A new report from Morgan Stanley on the outlook for Macau, the Asian gambling centre in which James Packer’s PBL is pouring billions of dollars of investment into three casinos, offers a striking contrast to the puffery we have been reading from local investment analysts and financial journalists.

As Bloomberg reports:

Wynn Resorts Ltd. and Las Vegas Sands Corp., the US casino companies making the biggest bets in Macau, both fell more than 9 percent in U.S. trading after Morgan Stanley said September gaming revenue in the Chinese region was lower than estimated.

Preliminary revenue climbed a “disappointing” 55 percent from a year earlier, Celeste Mellet Brown, a Morgan Stanley analyst, said today in a research note. The firm had predicted a gain of about 75 percent.

“The gaming revenue number implies that the new supply that came to the market shifted revenue rather than grew the market incrementally,” wrote Mellet Brown, who rates both Wynn and Las Vegas Sands shares “equal weight.”

The opening of new resorts such as the Venetian Macao added about 30 percent more gambling tables, she said.

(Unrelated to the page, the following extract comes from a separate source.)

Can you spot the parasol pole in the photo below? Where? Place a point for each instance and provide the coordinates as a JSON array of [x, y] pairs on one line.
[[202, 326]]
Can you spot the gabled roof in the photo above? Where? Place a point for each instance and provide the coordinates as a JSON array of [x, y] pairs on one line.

Wynn, founded by billionaire Steve Wynn, plunged $16.43, or 9.9 percent, to $149.40 at 4pm in Nasdaq Stock Market composite trading, the biggest drop in almost five years. Las Vegas Sands fell $17.03, or 12 percent, to $127.53 on the New York Stock Exchange, the largest decline in almost three years.

Wynn sold PBL Melco (the joint venture between PBL and Lawrence Ho’s Melco Developments) the sublease on a site for PBL Melco’s third casino in Macau. Revenues in the gambling centre have already been impacted by the Chinese Government slowing the number of people allowed to enter Macau from the mainland each day.

The first PBL Melco casino hasn’t had the best of openings, with work unfinished, staff untrained, poor location and poor revenues (except for high rollers).

The impact of the Morgan Stanley report on the PBL share price will be interesting today. PBL closed at $20.30 yesterday, up 74c. But today they were off 35c to $19.80 just after 11am.